No dia seguinte, vemos o Duque tendo um momento de lazer dando tiros numa parede com o Presidente preso no meio dela. O travesti intergaláctico punk fantasiado de duende reaparece nessa cena e volta a rir maniacamente. Enquanto isso, Snake é obrigado a lutar com um brutamonte gigante num ringue, enquanto uma enorme plateia vibra sedenta de sangue. Mas não podemos esquecer que Snake Plissken é o homem mais mortal do universo, e para a surpresa geral (não nossa, obviamente), ele derrota o brutamonte com um taco de baseball cheio de pregos. E agora ele só tem uma hora antes que o seu pescoço exploda, então vamos nos apressar.
Em outro canto, num escritório, o Presidente continua sendo vítima de atos inomináveis de tortura, desta vez praticados por ninguém menos que o travesti duende, que, num dos meus momentos favoritos do filme, amarra o pobre coitado numa cadeira coberta com uma bandeira dos EUA e põe nele uma PERUCA LOIRA para ridicularizá-lo e realizar outros atos sórdidos que jamais chegamos a testemunhar. Sensacional. Mas a diversão dura pouco quando Brain e Maggie chegam, matam todo mundo e libertam o Presidente. Chegou a hora da grande fuga de Nova York!

Tem início então uma implacável perseguição através da ponte minada, com Snake, Cabbie, Brain (munido com o diagrama), Maggie e o Presidente no táxi e o Duque logo atrás em seu Cadillac luxo decorado com globos espelhados. Não demora muito pro táxi passar por uma mina e ser destruído, matando o pobre Cabbie instantaneamente. Os outros agora precisam correr pelas suas vidas, mas logo em seguida é a vez de Brain pisar em falso e ser mandado pelos ares. Maggie se revolta e decide esperar o Duque para acabar com ele com suas próprias mãos, e por um momento ela canaliza a Tenente Ripley (só que com vinte vezes mais peito) e começa a atirar contra o Cadillac do Duque. O Cadillac é atingido, mas aparentemente atinge Maggie de volta num dos atropelamentos mais surreais da História, e no segundo seguinte ela aparece morta e ensanguentada no chão. E você achando que ela seria a mocinha que sobrevive no fim... A essa altura a polícia já havia armado todo um esquema pra resgatar o Presidente na muralha da ilha, e uma corda é jogada quando ele e Snake chegam lá. O Presidente é resgatado primeiro. Snake tem um pequeno problema com a corda e acaba tendo um confronto final com o Duque, que depois de muita porrada é metralhado pelo Presidente já do outro lado. Snake entrega a fita cassete de conteúdo ultrassecreto a Hauk e prontamente tem os explosivos desativados com raios-X. Ufa! Adrenalina pura.

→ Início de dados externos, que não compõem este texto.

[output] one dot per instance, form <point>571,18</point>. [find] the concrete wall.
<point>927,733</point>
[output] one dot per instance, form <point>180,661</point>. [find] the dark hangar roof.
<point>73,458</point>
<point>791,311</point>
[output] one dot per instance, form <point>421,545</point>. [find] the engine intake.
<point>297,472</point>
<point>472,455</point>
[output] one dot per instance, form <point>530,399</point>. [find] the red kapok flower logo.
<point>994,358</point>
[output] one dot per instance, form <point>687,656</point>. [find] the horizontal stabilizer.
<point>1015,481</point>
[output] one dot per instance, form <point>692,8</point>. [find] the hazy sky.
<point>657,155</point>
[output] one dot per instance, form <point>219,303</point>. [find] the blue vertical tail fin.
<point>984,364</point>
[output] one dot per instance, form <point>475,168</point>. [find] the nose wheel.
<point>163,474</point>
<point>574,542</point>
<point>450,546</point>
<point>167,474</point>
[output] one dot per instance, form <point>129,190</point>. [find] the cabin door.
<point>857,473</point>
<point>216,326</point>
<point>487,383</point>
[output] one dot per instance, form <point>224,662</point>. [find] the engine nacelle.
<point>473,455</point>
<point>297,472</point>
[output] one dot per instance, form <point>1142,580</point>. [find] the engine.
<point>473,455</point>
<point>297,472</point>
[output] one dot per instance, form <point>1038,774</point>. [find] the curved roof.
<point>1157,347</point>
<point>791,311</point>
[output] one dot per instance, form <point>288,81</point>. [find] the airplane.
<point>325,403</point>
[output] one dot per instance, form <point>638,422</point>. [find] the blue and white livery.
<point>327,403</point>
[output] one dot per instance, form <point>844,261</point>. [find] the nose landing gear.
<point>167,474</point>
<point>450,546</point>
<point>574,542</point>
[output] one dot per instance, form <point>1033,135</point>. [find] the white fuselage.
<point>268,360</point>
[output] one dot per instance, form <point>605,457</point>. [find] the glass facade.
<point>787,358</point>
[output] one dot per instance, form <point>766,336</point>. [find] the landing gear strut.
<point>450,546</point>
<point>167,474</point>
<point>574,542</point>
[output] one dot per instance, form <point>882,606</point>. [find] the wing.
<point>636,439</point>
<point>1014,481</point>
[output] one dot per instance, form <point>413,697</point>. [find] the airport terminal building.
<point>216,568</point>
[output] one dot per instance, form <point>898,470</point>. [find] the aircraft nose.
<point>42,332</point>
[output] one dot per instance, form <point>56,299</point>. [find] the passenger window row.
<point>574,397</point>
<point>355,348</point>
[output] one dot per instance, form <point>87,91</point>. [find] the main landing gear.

Questionado por Snake sobre como se sente a respeito das mortes de vários inocentes no processo de resgatá-lo, o Presidente embaraçosamente diz que aprecia o esforço e que a nação agradece, num tom de desdém disfarçado que não surpreende Snake nem um pouco. Quando o Presidente finalmente aparece discursando na tal conferência decisiva e coloca a fita pra tocar, descobrimos que na verdade Snake havia entregado uma outra fita contendo a música favorita de Cabbie, o swing “Bandstand Boogie”, tema da popular série American Bandstand. O constrangimento e o desespero tomam conta do semblante do Presidente, enquanto Snake destrói a fita verdadeira – cujo real conteúdo nunca é revelado – na última cena do filme. Snake tem sua vingança, mas o filme termina num tom de pessimismo. Como foi dito anteriormente, o futuro é mesmo um lugar sem esperanças.
</spoilers>
E então você se pergunta: onde é que estava a bendita cabeça decepada da Estátua da Liberdade que é exibida tão ostensivamente nos pôsteres do filme? Bem, nunca houve uma materializada no set. Talvez houvesse caso o orçamento fosse maior, mas foi apenas uma estratégia visual de promoção. Propaganda enganosa? Pode até ser, mas também é puro charme B. Como era comum com os pôsteres dos exploitations dos anos 70, com ilustrações das atrizes em versões bem mais torneadas e voluptuosas. Como curiosidade, J.J. Abrams revelou que a cena em que a Estátua é decapitada em Cloverfield foi inspirada no pôster de Fuga de Nova York.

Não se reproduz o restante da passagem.